派遣会社のマージン率って知ってますか?大手でも以外に差がある派遣スタッフに対する還元率

派遣会社はマージンで運営されている。そのマージンの中から派遣社員は福利厚生を受けている

派遣会社は就業先となる企業から料金をもらい、そこから指定のマージン率で求めた金額を差し引いて派遣社員に給与を支払います。このマージン部分で派遣会社は運営されています。この死収益を使って営業や経理など必要な人材の人件費、オフィスの賃料など必要なコストを支払わっているわけです。ざっくりとした説明をすると下記のようなことがいえます。

企業が支払う派遣料金 = 派遣社員の給料 + 派遣会社のマージン

この派遣会社のマージン率は、企業によって異なるため派遣会社選びの重要なポイントのひとつです。ただ、ひとつ注意が必要なのが、マージンがすべて派遣会社のものになるわけではありません。このマージンの中から派遣社員は様々な福利厚生を受けることになりますので、マージンがあまりに低いところは福利厚生をしっかりチェックしてみる必要があります。

大手の派遣会社のマージン率の比較結果

マージン率はどの派遣会社も公表することにあっており検索エンジンなどで派遣会社+マージン率などと検索すると出てきます。ここでは大手派遣会社の3支店ごとに調査した結果をご紹介します。結果はどうかというと、ご覧の通りかなり違う数字で派遣会社毎の特性がでています。

パーソルテンプスタッフ丸の内オフィス20.50%
池袋オフィス22.90%
新宿オフィス23.60%
パソナパソナ・新宿29.70%
パソナ・立川26.80%
パソナ本部29.60%
リクルートスタッフィング本社27.80%
立川27.70%
横浜28.60%
アデコ首都圏130.90%
西東京支社30.60%
新横浜支社30.70%
スタッフサービス池袋第一オフィス36.30%
渋谷第一オフィス36.00%
新宿第一オフィス30.60%

調査数が少ないためこれが全体を表しているとはいえませんが、概ね20~35%前後、28%が平均的といった感じとなりました。これだけを見ると高いようにも思えますが、派遣会社の良い、悪いというのはこうしたマージン率の違いだけで語れるほど単純なものではありません。
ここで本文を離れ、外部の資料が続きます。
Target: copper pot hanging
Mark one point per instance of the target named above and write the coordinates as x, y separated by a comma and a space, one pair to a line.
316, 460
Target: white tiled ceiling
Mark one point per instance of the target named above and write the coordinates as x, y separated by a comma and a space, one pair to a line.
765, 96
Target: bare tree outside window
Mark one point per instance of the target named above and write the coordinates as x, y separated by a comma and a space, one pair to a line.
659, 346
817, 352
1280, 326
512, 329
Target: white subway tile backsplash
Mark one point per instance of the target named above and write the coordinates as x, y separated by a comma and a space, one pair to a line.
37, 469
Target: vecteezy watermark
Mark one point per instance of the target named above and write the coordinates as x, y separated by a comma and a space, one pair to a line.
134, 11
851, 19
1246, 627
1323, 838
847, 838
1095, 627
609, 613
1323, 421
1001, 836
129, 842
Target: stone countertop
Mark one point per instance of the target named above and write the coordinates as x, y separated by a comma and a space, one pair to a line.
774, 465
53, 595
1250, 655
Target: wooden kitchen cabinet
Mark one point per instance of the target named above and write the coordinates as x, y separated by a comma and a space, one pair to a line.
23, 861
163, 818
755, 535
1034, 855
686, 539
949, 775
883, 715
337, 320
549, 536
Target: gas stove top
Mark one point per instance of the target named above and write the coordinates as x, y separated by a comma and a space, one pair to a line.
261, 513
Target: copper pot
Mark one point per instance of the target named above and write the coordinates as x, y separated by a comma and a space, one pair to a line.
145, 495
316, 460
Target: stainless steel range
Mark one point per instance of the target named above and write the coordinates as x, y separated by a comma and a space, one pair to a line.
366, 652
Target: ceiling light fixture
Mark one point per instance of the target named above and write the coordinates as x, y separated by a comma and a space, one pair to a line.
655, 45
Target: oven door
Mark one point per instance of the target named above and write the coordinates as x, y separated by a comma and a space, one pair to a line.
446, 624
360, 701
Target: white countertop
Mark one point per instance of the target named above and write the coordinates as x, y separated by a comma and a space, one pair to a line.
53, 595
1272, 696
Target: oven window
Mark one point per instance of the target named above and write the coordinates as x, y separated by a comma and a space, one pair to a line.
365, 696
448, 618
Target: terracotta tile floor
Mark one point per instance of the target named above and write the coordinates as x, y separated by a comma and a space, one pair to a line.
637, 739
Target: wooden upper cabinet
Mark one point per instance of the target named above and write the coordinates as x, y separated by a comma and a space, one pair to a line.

マージン率が高い派遣会社=悪い派遣会社というわけではない。そのマージンで何をやってくれるか、どんなことにお金をかけているのかが大切

有給休暇や社会保険、それに研修や教育といった福利厚生がこのマージンから提供されることになります。そこに加えて派遣会社を運営する管理費や利益が入ってくるという仕組みになっていますので、マージン率や金額だけでなく、その中身をチェックすることが重要です。派遣会社によっては研修などは一部有料というところもある一方、全額無料で学習機会を提供するところもあります。あなたが利用したい福利厚生によっては、マージン率が高くとも最終的に得ができる派遣会社も中にはあるかもしれません。

ただ、ひとつ間違いなく言えるのは、販売費や広告宣伝費の割合があまりにも高い派遣会社は労働者への分配率が低い、つまり労働者よりもビジネス重視の派遣会社といえます。そうしたところに登録、就業して満足できるものを得られるかは疑問が残ります。知名度や求人だけで選ぶのではなく、こうしたマージン率も派遣会社選びの際には比較してみましょう。